Friday May 9, 2014
A gift of more than a half-million dollars from a former professor will benefit electrical and computer engineering faculty and their students.
A $566,411 bequest from the estate of former University of Dayton professor Reinhold Kubach will establish the Reinhold W. and Alice Mohl Kubach Faculty Fellowship in the School of Engineering to benefit electrical and computer engineering faculty.

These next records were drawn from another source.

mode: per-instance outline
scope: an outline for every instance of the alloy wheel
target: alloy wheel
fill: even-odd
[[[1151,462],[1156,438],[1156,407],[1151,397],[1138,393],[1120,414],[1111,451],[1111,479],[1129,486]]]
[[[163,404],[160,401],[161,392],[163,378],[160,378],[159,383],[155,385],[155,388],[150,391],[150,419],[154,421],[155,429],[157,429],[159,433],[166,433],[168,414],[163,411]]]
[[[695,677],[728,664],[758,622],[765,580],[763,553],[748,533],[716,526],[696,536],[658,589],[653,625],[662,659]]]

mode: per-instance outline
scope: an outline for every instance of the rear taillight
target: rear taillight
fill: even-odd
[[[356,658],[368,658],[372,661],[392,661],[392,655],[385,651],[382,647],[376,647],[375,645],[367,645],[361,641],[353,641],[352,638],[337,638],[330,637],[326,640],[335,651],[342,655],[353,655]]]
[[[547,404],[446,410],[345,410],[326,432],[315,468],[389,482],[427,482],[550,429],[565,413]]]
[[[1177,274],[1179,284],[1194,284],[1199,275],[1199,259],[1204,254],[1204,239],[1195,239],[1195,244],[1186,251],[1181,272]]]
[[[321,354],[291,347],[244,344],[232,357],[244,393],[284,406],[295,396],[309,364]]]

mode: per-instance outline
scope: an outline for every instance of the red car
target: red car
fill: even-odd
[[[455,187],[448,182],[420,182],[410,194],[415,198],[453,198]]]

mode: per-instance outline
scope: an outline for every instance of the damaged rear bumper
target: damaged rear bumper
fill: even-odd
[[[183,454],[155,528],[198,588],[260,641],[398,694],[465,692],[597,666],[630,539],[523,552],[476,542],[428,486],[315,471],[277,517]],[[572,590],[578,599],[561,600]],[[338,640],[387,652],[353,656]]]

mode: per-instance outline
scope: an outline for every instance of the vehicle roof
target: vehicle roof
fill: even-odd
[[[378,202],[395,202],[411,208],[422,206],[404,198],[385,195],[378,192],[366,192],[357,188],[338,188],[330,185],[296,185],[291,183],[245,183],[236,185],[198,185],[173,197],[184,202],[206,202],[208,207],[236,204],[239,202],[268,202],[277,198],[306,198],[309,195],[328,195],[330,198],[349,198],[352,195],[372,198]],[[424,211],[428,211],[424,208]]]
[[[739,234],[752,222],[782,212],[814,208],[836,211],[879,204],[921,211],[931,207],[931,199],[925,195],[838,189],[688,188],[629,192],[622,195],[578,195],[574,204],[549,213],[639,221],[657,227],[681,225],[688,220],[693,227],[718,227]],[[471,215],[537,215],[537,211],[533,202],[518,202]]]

"Funds from the fellowship will support faculty and help them develop their teaching approaches and philosophies, and establish their research programs and laboratories. The faculty development and research opportunities, in turn, will help us continue to provide a transformative education to our students," School of Engineering Dean Tony Saliba said. "I knew professor Kubach as a student and later as a colleague. I admired his passion for teaching and his dedication to students. We hope this gift inspires future faculty to provide the same dedication to their students."
Kubach emigrated from Germany in 1950 and, after several stops, established roots in Dayton. He taught electrical engineering at the University from 1958 to 1989.
"They never had children, and their family lived so far away in Germany," said Nancy Stork, a former University of Dayton development officer who now works in student development. "Their neighbors became very good friends, in a way adopting them when they first came. They were so committed to education and to UD, I think, because UD gave them a chance to establish a new life here. That meant a lot to Reinhold, and he loved being with students."
Kubach, who died in 2012, was a longtime supporter of the University, dating back to his teaching days. For many years, Stork said, Kubach gave a portion of his salary to the annual fund. The Kubachs are charter members of the University of Dayton president's club. They visited campus after Reinhold's retirement for alumni activities and events with the Leo Meyer Society, which honors those who have made planned gifts to the University. Alice Mohl Kubach died in 2006.
"They wanted their legacy to remain here in the States, at the University of Dayton," Stork said, "to make a difference for others in a place that made such a difference to them.